Brackens’s relationship to these various medium-specific trajectories has undergone a gradual shift. In his early work, he says, “the big thing was accessing African traditions. They were the pinnacle for me: a way to tie myself to something old. I thought, if I can get close to this root, something will happen.” After his first figurative works were misconstrued by some viewers, who saw them as manifesting African American stereotypes, he turned for a while to abstraction, sometimes adding stray, suggestive text fragments that seem to have wandered off a smartphone screen. He also began to look more seriously at Southern black quilting, feeling that it was perhaps a more authentic resource for him than African textiles—he’s from Texas, after all. He added to his work passages of over-stitching and other embellishments (among them buttons, silk organza, and baskets), allowing him to break out of the matrix imposed by the loom. Even as he has returned to figuration, beginning in 2017, his compositions have retained a dynamic, asymmetrical quality.
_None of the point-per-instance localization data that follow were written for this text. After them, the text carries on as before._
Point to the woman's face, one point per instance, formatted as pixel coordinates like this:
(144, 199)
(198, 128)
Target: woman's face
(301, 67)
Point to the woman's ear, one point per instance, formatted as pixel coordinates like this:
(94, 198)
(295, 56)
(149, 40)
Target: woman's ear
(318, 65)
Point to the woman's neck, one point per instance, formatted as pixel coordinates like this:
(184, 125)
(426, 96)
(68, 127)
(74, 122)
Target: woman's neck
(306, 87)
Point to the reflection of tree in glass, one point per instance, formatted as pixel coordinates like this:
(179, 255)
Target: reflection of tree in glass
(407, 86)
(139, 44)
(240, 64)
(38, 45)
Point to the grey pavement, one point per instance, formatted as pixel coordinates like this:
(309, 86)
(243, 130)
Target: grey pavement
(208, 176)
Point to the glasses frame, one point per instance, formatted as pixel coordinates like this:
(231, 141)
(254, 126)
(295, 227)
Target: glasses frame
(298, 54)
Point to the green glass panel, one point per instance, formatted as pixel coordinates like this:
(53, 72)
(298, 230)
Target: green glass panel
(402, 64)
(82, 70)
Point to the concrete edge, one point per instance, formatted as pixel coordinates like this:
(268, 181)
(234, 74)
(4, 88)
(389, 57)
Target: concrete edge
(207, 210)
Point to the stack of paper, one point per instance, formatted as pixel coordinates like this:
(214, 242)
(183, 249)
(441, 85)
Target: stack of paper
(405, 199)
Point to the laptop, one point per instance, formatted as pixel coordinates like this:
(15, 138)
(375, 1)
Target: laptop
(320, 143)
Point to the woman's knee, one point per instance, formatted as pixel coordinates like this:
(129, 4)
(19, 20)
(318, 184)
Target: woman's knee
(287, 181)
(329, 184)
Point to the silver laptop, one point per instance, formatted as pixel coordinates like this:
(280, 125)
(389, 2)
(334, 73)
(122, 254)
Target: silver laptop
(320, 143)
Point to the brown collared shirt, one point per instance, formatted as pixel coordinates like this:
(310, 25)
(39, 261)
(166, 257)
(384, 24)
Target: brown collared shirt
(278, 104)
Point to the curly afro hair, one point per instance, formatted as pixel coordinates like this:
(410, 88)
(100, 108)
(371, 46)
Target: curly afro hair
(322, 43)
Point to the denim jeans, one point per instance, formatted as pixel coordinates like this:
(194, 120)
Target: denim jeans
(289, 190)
As Brackens’s technical repertoire has deepened, so too has the resonance of his work. His repeated use of bare silhouettes, along with certain recurring motifs—catfish, horses—lend his creations an aspect of private mythology. This is redolent, once again, of Southern folk art (the celebrated quilts of Harriet Powers, for example, or the drawings of Bill Traylor) but also ancient legends. Brackens says he has been thinking recently about mythic protagonists like Orpheus and Hercules: “all-purpose heroes” whose narratives rise above the level of mere storytelling, becoming foundational to the cultural imagination.

Any artist would want to achieve that, perhaps, but Brackens has set his sights on this goal with particular focus, and this has brought a newly allegorical and portentous quality to his more recent works. Continuing his extended act of self-portraiture, demigod and break and tremble (both 2019) show a lone naked man and a mythic horse on a quest: for human connection in the face of isolation, meaning in the face of potential erasure. Even before the arrival of COVID-19, Brackens’s work seemed almost unbearably relevant to what was going on in the world. Now, viewed through the overhanging veil of plague times—at a moment when all-purpose heroism is so much in demand—it has become essential.